Back for his 11th year, chorus master Christopher Bell will join Kalmar in leading the world premiere June 15-16 of Only Converge: An Exaltation of Place, written by American composer Michael Gandolfi and inspired by Chicago history.
On July 6-7, they also will lead the second world première, American-born Sebastian Currier’s Sleepers and Dreamers, which “explores the remote and mysterious world of sleep.”
◆ Other choral highlights: a “Golden Anniversary” spectacular June 29-30 with Carl Orff’s Carmina Burana and Stravinsky’s Les Noces, and on July 20-21, Rossini’s Stabat Mater.
Bell also leads the annual Independence Day concert, this year at 6:30 p.m. July 4.
The chorus also will see the release of its first-ever a cappella CD, American a Cappella, on Chicago’s Cedille Records, featuring world première recordings by seven composers.

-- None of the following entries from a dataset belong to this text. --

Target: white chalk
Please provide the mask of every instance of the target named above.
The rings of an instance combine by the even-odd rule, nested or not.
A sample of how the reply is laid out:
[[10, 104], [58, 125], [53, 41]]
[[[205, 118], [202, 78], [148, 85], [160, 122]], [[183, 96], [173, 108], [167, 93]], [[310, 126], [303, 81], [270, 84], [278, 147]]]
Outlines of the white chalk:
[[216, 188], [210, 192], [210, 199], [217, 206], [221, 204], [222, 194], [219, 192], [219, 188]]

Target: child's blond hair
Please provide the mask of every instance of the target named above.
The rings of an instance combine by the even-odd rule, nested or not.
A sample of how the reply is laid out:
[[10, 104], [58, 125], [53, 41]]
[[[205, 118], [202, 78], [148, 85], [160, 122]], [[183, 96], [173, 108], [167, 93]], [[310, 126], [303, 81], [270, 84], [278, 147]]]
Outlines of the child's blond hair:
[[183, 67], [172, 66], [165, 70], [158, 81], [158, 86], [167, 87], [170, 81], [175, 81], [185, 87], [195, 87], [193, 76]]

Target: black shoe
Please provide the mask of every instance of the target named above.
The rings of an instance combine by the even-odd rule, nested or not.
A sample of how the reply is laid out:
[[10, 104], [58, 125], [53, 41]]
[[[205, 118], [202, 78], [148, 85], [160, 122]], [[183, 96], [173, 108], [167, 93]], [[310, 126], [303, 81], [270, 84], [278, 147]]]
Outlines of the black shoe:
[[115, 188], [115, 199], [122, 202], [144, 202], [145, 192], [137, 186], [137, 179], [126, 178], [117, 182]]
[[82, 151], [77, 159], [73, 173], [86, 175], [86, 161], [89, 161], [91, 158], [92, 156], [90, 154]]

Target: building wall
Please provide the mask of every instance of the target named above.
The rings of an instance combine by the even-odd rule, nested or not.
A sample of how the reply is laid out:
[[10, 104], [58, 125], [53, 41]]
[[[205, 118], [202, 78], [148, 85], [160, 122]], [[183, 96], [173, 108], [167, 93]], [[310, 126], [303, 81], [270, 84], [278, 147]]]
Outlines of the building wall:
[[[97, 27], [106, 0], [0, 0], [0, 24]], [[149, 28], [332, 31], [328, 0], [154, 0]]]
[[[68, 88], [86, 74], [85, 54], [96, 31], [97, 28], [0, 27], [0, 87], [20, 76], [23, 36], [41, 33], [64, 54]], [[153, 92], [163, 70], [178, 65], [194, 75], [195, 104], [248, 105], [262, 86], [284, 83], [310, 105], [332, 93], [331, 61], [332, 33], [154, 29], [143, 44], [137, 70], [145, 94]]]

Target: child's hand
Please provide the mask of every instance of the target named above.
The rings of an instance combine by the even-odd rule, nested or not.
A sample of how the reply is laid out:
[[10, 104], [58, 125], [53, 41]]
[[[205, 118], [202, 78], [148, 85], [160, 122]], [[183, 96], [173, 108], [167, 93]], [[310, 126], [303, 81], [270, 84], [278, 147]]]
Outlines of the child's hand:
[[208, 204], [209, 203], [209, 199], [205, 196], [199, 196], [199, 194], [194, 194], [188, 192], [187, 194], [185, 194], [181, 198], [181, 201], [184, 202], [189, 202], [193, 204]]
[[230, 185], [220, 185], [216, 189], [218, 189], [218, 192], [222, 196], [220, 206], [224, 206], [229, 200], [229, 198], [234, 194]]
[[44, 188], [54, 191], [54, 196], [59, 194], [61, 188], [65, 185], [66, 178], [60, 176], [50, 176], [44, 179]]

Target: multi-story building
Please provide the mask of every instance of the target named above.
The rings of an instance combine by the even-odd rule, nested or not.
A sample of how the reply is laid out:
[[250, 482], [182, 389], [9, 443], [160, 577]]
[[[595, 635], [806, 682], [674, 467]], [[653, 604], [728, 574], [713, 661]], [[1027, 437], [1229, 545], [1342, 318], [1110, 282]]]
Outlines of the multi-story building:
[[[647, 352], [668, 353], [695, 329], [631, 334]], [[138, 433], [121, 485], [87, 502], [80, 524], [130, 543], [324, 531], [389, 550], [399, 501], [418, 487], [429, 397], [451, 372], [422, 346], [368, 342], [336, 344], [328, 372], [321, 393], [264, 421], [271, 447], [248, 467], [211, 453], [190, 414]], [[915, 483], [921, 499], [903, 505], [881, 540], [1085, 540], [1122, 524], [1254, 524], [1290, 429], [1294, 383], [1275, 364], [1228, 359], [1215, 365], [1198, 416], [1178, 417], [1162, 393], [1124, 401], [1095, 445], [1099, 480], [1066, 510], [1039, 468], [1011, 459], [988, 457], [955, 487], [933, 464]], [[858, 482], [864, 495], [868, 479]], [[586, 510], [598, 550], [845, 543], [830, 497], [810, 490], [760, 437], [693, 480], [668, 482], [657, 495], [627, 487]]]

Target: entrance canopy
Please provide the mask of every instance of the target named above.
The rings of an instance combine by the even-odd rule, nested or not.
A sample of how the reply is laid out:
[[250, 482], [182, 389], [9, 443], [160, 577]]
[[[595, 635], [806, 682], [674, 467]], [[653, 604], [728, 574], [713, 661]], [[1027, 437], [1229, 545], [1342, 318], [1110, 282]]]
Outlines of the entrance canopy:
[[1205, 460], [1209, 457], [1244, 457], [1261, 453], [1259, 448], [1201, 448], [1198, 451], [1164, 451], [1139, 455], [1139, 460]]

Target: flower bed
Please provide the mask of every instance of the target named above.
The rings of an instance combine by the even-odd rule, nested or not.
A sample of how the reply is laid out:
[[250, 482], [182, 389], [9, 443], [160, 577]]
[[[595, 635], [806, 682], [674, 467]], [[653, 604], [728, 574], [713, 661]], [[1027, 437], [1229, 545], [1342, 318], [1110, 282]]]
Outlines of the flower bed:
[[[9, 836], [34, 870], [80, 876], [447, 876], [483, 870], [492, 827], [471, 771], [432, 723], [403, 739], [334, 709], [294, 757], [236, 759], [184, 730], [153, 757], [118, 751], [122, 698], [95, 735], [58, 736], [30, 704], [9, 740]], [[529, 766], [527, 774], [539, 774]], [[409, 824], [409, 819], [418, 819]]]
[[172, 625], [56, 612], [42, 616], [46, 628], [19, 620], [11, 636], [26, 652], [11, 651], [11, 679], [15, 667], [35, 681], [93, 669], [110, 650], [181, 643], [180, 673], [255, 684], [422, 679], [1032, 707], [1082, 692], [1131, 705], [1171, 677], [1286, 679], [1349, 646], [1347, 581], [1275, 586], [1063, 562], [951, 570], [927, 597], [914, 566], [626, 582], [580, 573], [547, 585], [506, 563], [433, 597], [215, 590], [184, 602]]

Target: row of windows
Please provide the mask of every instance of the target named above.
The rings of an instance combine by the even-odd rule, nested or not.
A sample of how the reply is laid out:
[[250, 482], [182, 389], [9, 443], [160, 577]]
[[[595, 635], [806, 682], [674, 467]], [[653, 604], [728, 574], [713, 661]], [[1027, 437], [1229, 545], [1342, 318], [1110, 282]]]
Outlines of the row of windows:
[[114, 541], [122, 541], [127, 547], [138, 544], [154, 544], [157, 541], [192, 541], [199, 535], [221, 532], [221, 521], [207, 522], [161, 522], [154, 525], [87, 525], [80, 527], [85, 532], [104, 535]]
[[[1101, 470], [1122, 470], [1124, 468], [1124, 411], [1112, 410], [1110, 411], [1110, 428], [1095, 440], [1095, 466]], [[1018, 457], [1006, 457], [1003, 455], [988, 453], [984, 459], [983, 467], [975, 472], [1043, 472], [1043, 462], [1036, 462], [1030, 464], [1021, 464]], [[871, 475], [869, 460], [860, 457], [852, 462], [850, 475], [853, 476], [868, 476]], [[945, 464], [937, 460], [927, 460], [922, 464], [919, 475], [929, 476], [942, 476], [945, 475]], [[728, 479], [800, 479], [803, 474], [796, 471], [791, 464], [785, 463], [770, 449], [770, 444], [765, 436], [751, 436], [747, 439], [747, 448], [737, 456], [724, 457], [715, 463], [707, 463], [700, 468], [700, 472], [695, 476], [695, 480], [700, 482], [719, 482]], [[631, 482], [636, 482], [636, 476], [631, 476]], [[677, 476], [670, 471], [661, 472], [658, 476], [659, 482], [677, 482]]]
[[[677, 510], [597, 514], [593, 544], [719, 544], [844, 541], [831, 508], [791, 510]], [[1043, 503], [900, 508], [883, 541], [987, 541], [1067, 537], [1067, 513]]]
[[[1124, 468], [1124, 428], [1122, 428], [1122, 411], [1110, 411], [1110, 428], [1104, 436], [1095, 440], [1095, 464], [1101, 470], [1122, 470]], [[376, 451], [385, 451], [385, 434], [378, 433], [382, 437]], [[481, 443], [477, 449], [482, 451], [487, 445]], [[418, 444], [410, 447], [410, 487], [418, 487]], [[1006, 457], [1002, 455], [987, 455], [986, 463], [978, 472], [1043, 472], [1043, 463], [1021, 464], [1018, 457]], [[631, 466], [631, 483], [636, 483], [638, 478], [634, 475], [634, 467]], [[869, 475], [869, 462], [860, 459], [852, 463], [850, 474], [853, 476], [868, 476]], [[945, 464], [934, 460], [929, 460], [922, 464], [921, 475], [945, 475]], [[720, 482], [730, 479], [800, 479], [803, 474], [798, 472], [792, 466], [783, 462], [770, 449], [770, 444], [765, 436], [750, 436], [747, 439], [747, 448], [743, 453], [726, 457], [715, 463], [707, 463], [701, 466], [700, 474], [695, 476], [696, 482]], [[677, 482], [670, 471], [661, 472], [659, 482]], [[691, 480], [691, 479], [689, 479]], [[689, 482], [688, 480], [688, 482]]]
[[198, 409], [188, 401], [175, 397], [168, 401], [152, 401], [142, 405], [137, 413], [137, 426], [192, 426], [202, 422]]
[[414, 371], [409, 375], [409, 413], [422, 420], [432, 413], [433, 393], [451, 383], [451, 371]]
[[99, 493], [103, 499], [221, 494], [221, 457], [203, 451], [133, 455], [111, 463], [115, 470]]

◆ Guest conductors and soloists: Rising international conductors James Gaffigan, Belgium’s Koen Kessels, Bulgaria’s Rossen Milanov (a former music director of the Chicago Youth Symphony Orchestra), and the German Jun Märkl make Grant Park débuts. Among débuting singers and instrumentalists are British piano wizard Steven Osborne and German 'cellist Tanja Tetzlaff (with her superstar violinist brother, Christian, returning to the festival). German 'cellist Alban Gerhardt and French piano specialist Pascal Rogé are also back.
◆ Pops programs: Conductor Kevin Stites returns July 13-14 for a Frank Loesser tribute with Broadway soloists to be announced, and composer-conductor George Fenton comes back July 11 for another BBC/Discovery Channel film and music evening, Frozen Planet.
In addition, Grant Park Orchestra musicians will perform at the ticketed appearances in late June of the Paris Opera Ballet at the Harris Theater. To kick off this collaboration, though, the festival will present a free evening June 23 of ballet music at the Pritzker.
Though planned by Kalmar, Bell, and former interim administrator Leigh Levine, this will be the first festival season run by new executive director Paul Winberg.
Concerts are free, but memberships support the festival and can guarantee reserved seating. Memberships start at $75, with seating benefits at $140.